La Pizzeria du Vésuve, Pascaline Alleriana
Lorsqu’on demande à Pascaline Alleriana pourquoi elle a écrit La Pizzeria du Vésuve, elle répond : « Pour donner à rêver. » Elle considère que le bonheur naît d’un regard particulier sur le monde [1]. À ses yeux, la lecture permet d’exercer ce regard, car elle exprime un rapport vivant au langage.

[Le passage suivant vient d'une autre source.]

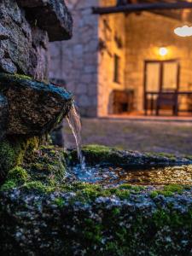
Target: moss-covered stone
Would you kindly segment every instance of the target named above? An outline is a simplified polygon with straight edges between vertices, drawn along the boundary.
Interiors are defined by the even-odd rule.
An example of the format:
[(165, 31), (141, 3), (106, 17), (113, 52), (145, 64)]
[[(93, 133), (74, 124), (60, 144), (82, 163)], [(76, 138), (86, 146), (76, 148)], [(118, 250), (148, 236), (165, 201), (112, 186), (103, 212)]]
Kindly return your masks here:
[[(189, 158), (176, 157), (169, 154), (141, 154), (133, 151), (122, 151), (102, 145), (88, 145), (82, 148), (86, 162), (90, 165), (114, 165), (127, 166), (162, 166), (191, 164)], [(77, 151), (70, 153), (71, 162), (77, 162)]]
[(22, 164), (24, 157), (32, 158), (38, 139), (7, 137), (0, 143), (0, 180), (4, 180), (9, 170)]

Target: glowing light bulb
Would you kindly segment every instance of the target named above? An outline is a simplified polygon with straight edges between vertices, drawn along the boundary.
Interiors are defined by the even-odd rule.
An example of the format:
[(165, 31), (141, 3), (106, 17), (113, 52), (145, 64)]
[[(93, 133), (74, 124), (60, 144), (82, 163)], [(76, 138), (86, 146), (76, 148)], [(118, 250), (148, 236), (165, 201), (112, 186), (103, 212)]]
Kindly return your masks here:
[(187, 25), (181, 27), (177, 27), (174, 30), (174, 33), (179, 37), (191, 37), (192, 36), (192, 26), (188, 26)]
[(159, 49), (159, 53), (161, 56), (166, 56), (168, 53), (168, 49), (166, 47), (160, 47)]

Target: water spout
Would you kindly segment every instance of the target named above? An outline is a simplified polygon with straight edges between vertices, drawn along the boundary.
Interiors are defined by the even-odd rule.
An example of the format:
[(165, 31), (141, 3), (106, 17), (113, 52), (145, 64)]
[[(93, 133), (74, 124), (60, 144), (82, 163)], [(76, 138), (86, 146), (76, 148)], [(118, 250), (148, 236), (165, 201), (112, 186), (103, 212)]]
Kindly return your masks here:
[(67, 120), (75, 138), (75, 143), (76, 143), (77, 151), (78, 151), (78, 159), (80, 162), (81, 170), (84, 170), (85, 169), (84, 157), (83, 156), (82, 150), (81, 150), (82, 125), (81, 125), (80, 115), (79, 114), (74, 104), (73, 104), (71, 110), (69, 111), (67, 116)]

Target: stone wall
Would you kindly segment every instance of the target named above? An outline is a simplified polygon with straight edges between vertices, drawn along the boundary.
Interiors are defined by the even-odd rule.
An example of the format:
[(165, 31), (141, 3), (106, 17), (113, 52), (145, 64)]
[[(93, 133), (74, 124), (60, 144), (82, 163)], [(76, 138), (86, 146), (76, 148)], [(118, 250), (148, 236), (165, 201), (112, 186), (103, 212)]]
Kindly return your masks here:
[(84, 116), (97, 115), (98, 16), (91, 6), (98, 0), (67, 0), (73, 16), (73, 37), (69, 42), (50, 44), (51, 79), (62, 79), (74, 94)]
[[(116, 1), (101, 0), (102, 6), (114, 5)], [(101, 15), (99, 20), (98, 115), (113, 112), (112, 92), (125, 86), (125, 15)], [(119, 81), (114, 81), (114, 55), (119, 57)]]
[(47, 32), (30, 26), (16, 1), (1, 1), (0, 17), (0, 70), (47, 79)]
[[(143, 109), (144, 61), (177, 59), (180, 62), (180, 90), (192, 90), (192, 38), (173, 33), (180, 26), (176, 20), (143, 12), (126, 18), (126, 88), (134, 89), (135, 108)], [(159, 55), (166, 46), (168, 54)]]
[(49, 39), (69, 38), (71, 33), (62, 0), (0, 1), (0, 71), (47, 79)]

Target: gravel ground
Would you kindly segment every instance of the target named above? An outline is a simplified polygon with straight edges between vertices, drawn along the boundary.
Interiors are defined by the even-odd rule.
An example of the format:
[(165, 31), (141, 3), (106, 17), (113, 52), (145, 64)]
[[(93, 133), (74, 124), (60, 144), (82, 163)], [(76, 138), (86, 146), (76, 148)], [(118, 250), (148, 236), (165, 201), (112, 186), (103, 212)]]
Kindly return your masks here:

Consciente qu’il paraît chaque année davantage de livres que l’on peut réellement en absorber, Pascaline Alleriana a choisi de placer les intrigues de La Pizzeria du Vésuve (recueil de quatre longues nouvelles qui se suivent comme les chapitres d’un roman) dans des lieux exotiques, le plus inattendu d’entre eux étant un atoll polynésien. Attentive à présenter des situations vraies, elle a pris le parti de la focalisation interne : les événements sont vécus du point de vue des personnages (Kenneth l’Irlandais, Gaétan le provincial, Hélène la Parisienne, Anselme l’îlien) qui ont la jeunesse pour trait commun. Amour et désir se télescopent dans leur tête. Puis la jalousie les conduit à des extrémités heureuses comme le mariage, ou tragiques comme le suicide.

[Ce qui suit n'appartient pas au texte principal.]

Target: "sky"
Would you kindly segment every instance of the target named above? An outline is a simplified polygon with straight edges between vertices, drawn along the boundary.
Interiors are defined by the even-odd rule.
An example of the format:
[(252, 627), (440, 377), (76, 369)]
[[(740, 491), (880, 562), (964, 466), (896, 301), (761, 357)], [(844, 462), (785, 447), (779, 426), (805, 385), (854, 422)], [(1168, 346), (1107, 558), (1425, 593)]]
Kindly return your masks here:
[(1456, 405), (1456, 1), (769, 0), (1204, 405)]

Comment La Pizzeria du Vésuve réussit-elle à faire rêver, dans ces conditions ? Tout est affaire de dosage et de style. L’usage du présent (parfois de narration) installe le lecteur au plus près de l’action, et celle-ci ne tarde pas. En quelques pages, on change d’endroit, d’émotion et de plaisir retardé, ce qui donne du piquant au livre, sans jamais déclencher l’incendie.
[1] "L'émergence du bonheur", lettre ouverte de Pascaline Alleriana, French Writers Worldwide, 4 novembre 2011.